Will my mobile bar fall over!?
It is a well known fact that Routemasters were designed to be able to deal with substantial lean. As this old photo shows that’s 40 degrees and it’s standing there without support! but When you’re jacking up your own bus in a barn with your mate, it somehow doesn’t make you feel any better.
Up she goes…
The first few pumps were easy and before we knew it the wheels were slowly coming off the ground. She did lean to one side a little at first. We thought it was because the ground might not be totally level but it actually turned out it was because the big 30 ton jack, in the middle of the front of the bus was not totally centralized. It only has to be out by around half an inch and the whole bus was starting to lean to one side! SCARY AS F**K!!!!!
Back and forth….
Originally our plan was to go up 100 millimeter at the front, then repeat the same at the back etc etc etc. This wasn’t actually necessary. We were able to go up much more at a time and we ultimately only went back and forth twice. We would simply max out the bottle jack, add more wood on the stacks as we went, and kept heavy duty axle stands under it at all time.
The scary bits…
- Releasing a 9 ton bus onto a pile of wood.

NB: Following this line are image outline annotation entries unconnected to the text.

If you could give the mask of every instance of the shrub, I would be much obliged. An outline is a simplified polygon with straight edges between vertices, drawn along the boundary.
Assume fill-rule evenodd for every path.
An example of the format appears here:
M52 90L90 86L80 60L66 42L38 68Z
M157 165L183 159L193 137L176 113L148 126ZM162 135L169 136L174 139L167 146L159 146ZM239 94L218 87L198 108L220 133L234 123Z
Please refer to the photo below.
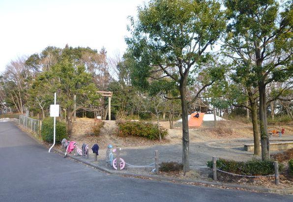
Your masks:
M126 119L127 117L127 112L123 110L117 112L116 115L115 116L116 120L118 121L124 121Z
M159 171L163 172L178 172L183 170L182 163L173 161L162 162L159 166Z
M105 122L102 121L101 120L95 120L94 123L91 127L91 132L93 135L99 135L101 132L101 129L104 127L104 125L105 125Z
M212 161L206 163L208 167L212 168ZM217 160L217 168L226 172L245 175L267 175L275 173L274 162L253 160L246 162L235 161L223 159ZM279 170L284 168L282 164L279 165Z
M290 174L293 176L293 159L291 159L288 162L289 164L289 172Z
M43 120L41 135L44 141L52 143L54 141L54 118L48 117ZM63 138L67 138L66 124L56 120L56 144L60 144Z
M124 121L117 123L119 127L118 135L121 137L138 136L149 140L158 140L159 129L156 125L141 121ZM160 128L161 137L163 138L168 132Z

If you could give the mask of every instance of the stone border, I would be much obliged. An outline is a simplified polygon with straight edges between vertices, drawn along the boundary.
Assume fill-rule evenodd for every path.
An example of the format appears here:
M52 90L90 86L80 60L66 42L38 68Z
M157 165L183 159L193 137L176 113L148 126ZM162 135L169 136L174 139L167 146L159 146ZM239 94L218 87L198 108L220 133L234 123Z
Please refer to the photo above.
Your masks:
M19 127L19 124L16 124L19 128L21 129L22 128ZM35 137L34 137L32 134L28 133L28 132L22 130L23 132L26 133L29 137L31 137L33 140L34 140L36 142L37 142L38 144L41 144L42 145L45 146L46 148L49 148L48 145L45 144L44 143L40 142L38 139L37 139ZM65 152L63 152L59 150L59 149L56 149L55 148L53 148L53 149L57 153L59 153L59 154L61 154L64 155L65 154ZM73 159L76 161L82 163L83 164L85 164L90 166L93 168L94 168L96 169L98 169L100 171L103 171L104 172L107 173L109 174L115 174L118 176L126 176L126 177L137 177L137 178L146 178L149 179L153 179L156 180L158 181L168 181L170 182L176 182L176 183L193 183L195 184L197 184L198 186L201 185L206 185L206 186L214 186L215 188L220 188L219 187L223 186L227 188L230 188L232 189L242 189L247 190L250 191L257 191L260 192L264 192L264 193L276 193L279 194L293 194L293 188L292 189L275 189L275 188L261 188L259 187L256 186L249 186L249 185L242 185L240 184L228 184L222 182L208 182L207 181L202 181L202 180L187 180L187 179L176 179L175 178L172 177L165 177L163 176L158 176L155 175L150 175L150 174L135 174L131 173L128 172L115 172L114 171L111 171L110 170L102 168L101 166L99 166L97 165L95 165L91 162L89 162L87 161L86 160L81 158L78 158L76 156L73 156L71 154L67 154L67 157Z

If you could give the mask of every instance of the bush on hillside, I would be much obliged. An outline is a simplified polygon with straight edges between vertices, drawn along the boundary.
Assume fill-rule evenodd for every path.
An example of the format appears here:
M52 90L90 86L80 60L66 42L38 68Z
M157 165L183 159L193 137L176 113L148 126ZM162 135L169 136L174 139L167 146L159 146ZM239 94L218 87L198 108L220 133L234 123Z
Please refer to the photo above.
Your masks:
M48 117L43 120L41 134L44 141L52 143L54 141L54 118ZM60 144L62 139L67 138L66 124L56 120L56 144Z
M291 159L289 162L289 172L290 174L293 176L293 159Z
M212 161L206 163L208 167L212 168ZM223 171L244 175L267 175L275 173L274 162L253 160L246 162L219 159L217 160L217 169ZM279 171L284 169L284 165L279 164Z
M95 120L94 123L91 127L91 132L93 135L98 136L100 134L101 130L104 127L105 122L101 119Z
M150 123L141 121L124 121L117 123L119 127L118 135L121 137L137 136L147 138L149 140L158 140L159 133L161 132L161 137L163 138L168 132L166 130L160 128Z

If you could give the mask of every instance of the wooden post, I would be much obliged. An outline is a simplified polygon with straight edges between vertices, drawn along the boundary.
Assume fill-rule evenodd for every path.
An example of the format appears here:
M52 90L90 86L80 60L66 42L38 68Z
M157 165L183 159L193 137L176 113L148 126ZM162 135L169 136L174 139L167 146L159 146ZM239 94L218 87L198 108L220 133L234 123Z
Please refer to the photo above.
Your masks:
M159 174L159 151L157 150L155 151L155 173Z
M111 97L109 97L109 120L111 120ZM105 117L106 118L106 117Z
M217 181L217 158L213 156L213 179Z
M117 154L117 157L116 158L117 171L120 171L120 148L118 148L116 149L116 153Z
M274 166L275 166L275 184L276 185L279 185L279 165L278 161L274 161Z
M73 101L74 102L73 106L73 110L74 111L73 113L73 121L75 121L76 120L76 95L74 95L73 96Z

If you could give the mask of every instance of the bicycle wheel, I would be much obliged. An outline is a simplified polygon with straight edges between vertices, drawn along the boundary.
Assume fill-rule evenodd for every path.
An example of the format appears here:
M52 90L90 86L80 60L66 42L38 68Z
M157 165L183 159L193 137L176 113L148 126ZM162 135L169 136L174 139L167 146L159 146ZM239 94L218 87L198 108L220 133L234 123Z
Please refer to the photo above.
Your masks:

- Being under a 9 ton bus when releasing all the weight onto a pile of wood
- Ben screaming when I released the jack and then laughing his head off for the next 5 minutes (twat)
- Adjusting one side of the bus’s height and seeing the whole thing wobble slightly
The 30 ton bottle jack used for the main lifting action actually gave out at one point. It didn’t drop but It simply stopped. Luckily Ben had a 20 ton one on standby so we were able to swap it over and continue.
Daisy the dog would follow me under the bus with the ball to get me to throw it….super helpful…..
After 4 hours of slowly jacking her up we achieved the desired height. I didn’t think it was going to be as straight forward as it was but I would never have attempted this on my own. When dealing with stuff this big it can so easily go wrong and when it does it’s never minor. You’ve got to be focused and serious all the time. For those of you who know me, seriousness and focus are my strongest assets……….PHHHHAAAAHAAA HA HA HA….
I would like to thank Ben for his expertise, help and for scaring the crap out of me on several occasions. She’s up high enough, it only cost me £98.00 (jacks) and I can now attack that crusty old fuel tank that RUINED my live tv debut!